Sep 6, 2010 17:15 GMT  ·  By

A new cross-site scripting (XSS) weakness identified on Twitter and can be leveraged by attackers to hijack users' sessions and post on their behalf.

According to a report from the XSSed Project, the vulnerability is located in the search script on dev.twitter.com and was discovered by a researcher calling himself "cbr".

"This non-persistent Twitter XSS was submitted by 'cbr' on July 29, 2010 and has not been corrected since then," Dimitris Pagkalos, co-founder of the XSSed Project, writes.

Following the disclosure, security researcher Mike Bailey has quickly put together a proof-of-concept exploit which forces a logged in Twitter user to post a rogue message from their account when visiting a maliciously crafted Web page.
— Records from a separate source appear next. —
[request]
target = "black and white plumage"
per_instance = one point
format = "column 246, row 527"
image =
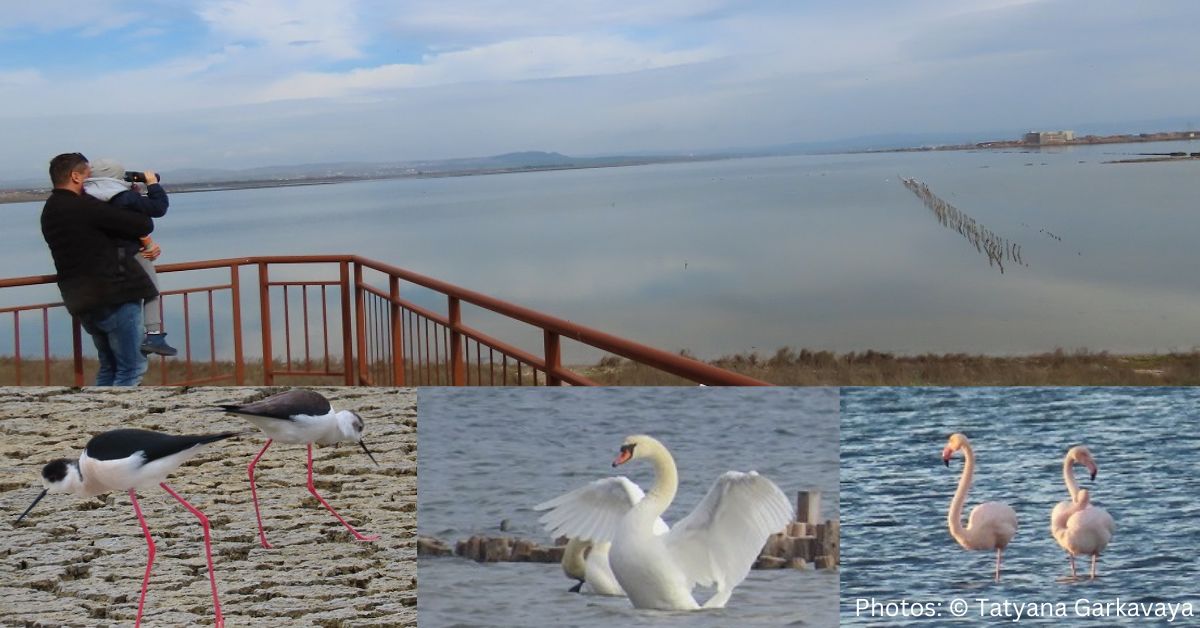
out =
column 303, row 417
column 300, row 417
column 130, row 460
column 121, row 460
The attack leverages the flaw to hijack the victim's session cookie and use it to post a tweet on their behalf, but the researcher notes that other malicious actions could also be performed.

"While I'm not collecting any data other than session cookies, and I'm discarding them once I post a tweet from your account, I could do much more," the researcher writes.

Bailey's example requires a button to be clicked in order to trigger the exploit, but this is not necessary and the same result could be achieved transparently.

This means that the flaw, which at the time of writing this article is still unpatched, could be used to create a malicious XSS worm, that would rapidly spread across the micro-blogging website.

"I wrote this proof of concept in less than 10 minutes. These things are ridiculously easy to attack," Bailey points out.

Cross-site scripting vulnerabilities stem from a failure to properly validate user input into forms and allows attackers to force websites into serving unauthorized code to visitors.

This is actually the fourth serious XSS bug discovered on Twitter this summer, despite the website having confronted similar problems in the past and undergoing repeated scrutiny.

Client-side protection against XSS is available in several browsers. Internet Explorer and Google Chrome come with their own internal filters, while Firefox has the popular NoScript extension.